L’écologie dans le Douaisis, avec et pour vous !Nicolas Froidure

Développer l’activité économique à Douai

Développer l’activité économique, dans une France ou la compétition entre les territoires est encouragée, est une nécessité. Dans cet article, je dessine quelques pistes pour concilier économie, écologie et solidarité à Douai.

🔗Vue globale

Le capitalisme associé à la libéralisation économique a généré un phénomène de concentration des capitaux extrêmes. Selon l’Observatoire des inégalités, la part des 10 % les plus fortunés est passée de 41 % à 47 % de l’ensemble du patrimoine des ménages entre 2010 et 2021. Le poids des 500 plus grandes fortunes professionnelles a pratiquement été multiplié par 10 en 20 ans. Elles représentaient 124 milliards d’euros en 2003 et atteignent un montant total de 1 170 milliards d’euros en 2023.

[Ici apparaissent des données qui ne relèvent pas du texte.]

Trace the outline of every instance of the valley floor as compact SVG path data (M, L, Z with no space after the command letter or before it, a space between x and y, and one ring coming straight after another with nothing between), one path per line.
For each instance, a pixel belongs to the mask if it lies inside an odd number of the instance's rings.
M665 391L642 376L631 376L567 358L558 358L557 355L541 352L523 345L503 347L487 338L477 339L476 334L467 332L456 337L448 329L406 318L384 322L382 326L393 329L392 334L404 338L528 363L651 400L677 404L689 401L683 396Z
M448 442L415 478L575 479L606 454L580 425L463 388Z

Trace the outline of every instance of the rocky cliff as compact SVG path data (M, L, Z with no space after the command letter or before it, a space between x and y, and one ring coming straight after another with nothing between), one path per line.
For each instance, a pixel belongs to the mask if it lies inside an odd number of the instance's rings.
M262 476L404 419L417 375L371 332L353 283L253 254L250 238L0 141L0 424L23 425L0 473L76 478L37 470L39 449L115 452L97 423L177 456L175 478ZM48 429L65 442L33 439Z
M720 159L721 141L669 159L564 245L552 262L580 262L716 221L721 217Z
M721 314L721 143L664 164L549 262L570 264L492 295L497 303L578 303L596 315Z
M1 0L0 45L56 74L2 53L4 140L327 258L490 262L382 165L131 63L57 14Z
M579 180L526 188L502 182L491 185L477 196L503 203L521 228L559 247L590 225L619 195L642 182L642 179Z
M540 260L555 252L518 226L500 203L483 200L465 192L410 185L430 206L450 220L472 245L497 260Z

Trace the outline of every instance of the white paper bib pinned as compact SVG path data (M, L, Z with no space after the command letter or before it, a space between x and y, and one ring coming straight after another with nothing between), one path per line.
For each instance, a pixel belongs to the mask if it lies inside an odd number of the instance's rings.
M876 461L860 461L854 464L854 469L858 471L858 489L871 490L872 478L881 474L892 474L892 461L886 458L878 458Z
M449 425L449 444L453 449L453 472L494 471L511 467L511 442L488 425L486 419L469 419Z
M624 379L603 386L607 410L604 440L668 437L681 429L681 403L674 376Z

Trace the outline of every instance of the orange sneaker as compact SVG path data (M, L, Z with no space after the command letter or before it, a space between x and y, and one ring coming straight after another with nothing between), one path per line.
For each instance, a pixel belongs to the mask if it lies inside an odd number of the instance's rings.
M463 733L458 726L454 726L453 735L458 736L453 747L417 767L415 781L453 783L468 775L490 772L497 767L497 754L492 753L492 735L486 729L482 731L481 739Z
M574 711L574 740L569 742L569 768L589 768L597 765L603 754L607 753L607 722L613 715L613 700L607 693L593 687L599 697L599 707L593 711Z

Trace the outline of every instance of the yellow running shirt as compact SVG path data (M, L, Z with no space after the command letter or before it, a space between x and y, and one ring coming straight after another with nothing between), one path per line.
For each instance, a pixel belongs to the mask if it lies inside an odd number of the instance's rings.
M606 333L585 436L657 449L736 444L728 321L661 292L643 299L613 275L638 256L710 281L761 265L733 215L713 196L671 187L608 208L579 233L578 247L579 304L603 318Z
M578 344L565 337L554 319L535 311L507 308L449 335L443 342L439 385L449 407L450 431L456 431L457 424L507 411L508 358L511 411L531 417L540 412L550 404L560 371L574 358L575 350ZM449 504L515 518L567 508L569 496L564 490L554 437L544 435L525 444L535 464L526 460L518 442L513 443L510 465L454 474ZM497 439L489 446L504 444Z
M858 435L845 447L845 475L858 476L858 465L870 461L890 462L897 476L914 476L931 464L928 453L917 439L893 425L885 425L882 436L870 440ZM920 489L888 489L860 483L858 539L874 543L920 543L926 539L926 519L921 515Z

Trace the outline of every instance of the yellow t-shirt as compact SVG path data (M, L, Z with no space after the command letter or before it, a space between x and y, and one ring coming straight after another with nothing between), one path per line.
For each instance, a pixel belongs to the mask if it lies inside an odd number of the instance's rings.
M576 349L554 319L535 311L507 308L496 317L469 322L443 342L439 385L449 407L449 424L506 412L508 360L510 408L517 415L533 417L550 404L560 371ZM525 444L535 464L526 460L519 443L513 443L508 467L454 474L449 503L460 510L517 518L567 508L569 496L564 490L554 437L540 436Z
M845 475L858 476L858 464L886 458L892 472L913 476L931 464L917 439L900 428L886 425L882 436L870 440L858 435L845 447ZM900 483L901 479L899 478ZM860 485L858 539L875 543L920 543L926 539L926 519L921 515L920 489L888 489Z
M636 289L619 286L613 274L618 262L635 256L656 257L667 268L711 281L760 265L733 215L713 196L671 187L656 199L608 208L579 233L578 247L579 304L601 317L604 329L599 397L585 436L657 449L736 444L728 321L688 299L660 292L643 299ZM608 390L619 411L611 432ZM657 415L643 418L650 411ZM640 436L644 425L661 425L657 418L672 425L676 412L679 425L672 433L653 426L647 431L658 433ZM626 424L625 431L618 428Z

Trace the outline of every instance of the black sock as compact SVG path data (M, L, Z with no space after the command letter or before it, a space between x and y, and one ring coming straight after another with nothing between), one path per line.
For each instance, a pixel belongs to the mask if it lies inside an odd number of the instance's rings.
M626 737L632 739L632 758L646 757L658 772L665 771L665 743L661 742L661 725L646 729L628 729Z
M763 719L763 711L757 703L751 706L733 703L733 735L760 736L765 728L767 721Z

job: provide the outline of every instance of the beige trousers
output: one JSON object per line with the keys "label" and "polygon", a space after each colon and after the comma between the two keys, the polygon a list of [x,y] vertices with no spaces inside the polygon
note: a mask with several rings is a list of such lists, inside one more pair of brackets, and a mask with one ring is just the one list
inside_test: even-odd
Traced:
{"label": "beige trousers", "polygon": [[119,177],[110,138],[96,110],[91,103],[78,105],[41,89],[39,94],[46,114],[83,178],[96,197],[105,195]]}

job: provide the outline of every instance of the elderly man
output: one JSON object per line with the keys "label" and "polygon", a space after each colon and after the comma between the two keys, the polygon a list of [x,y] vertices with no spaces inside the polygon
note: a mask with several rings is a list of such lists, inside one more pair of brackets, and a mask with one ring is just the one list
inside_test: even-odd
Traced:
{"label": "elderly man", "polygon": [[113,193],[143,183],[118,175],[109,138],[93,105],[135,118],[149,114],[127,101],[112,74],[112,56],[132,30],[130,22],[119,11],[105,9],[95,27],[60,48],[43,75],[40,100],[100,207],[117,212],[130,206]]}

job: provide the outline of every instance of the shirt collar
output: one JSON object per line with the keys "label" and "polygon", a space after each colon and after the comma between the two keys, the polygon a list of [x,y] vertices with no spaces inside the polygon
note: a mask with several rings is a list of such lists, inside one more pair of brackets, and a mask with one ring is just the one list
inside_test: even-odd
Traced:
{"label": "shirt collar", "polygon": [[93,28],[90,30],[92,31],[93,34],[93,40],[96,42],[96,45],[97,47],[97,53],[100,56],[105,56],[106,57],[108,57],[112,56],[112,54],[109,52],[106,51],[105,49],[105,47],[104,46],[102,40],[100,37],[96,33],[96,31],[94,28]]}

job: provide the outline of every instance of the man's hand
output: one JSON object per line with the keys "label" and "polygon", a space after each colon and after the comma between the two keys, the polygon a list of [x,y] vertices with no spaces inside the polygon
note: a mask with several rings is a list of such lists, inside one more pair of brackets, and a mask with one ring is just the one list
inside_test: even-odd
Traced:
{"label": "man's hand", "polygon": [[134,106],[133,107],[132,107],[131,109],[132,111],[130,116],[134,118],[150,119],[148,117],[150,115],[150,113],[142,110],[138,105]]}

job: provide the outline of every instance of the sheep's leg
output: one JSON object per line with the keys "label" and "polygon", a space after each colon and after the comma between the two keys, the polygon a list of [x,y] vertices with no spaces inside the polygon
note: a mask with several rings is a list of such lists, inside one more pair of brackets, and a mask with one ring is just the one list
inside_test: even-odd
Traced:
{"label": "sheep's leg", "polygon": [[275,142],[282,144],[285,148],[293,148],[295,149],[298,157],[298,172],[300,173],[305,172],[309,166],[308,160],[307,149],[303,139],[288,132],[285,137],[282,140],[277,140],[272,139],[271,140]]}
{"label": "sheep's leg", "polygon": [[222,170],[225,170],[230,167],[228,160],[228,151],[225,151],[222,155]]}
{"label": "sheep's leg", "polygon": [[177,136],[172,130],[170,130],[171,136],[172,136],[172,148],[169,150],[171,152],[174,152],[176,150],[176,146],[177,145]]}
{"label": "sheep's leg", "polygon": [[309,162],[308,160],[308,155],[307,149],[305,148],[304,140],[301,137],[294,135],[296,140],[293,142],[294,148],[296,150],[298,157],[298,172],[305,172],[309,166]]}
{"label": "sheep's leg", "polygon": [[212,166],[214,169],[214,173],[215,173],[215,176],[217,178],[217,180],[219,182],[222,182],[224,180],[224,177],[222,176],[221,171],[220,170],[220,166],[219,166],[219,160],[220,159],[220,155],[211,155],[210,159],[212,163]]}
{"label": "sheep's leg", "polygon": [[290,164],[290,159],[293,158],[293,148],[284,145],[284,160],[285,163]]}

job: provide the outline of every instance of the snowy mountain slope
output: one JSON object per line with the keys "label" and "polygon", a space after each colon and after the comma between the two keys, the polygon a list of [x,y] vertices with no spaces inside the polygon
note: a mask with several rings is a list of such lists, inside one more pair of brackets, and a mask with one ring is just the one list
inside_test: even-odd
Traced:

Or, cette concentration financière s’accompagne d’une possession des moyens de production donc du pouvoir économique.

Toute personne qui a été un jour salarié·e d’une entreprise capitaliste a pu constater que le pouvoir n’est absolument pas partagé, il n’est d’ailleurs pas contesté, mais plutôt pondéré, par des contre-pouvoirs (droit du travail, syndicats…).

Cette concentration s’étend au pouvoir médiatique dont les entités sont, pour la plupart, des entreprises capitalistes comme les autres. Selon Libération, rapporté par Radio France, un groupe de dix milliardaires représente 90 % des ventes de quotidiens nationaux, 55 % de l’audience des télévisions et 40 % de celle des radios. Une concentration du fameux 4ème pouvoir qui s’en prend directement aux fondements de notre démocratie (la médiatisation des affaires de Marine Le Pen ou de l’incarcération de Nicolas Sarkozy peuvent vous en convaincre).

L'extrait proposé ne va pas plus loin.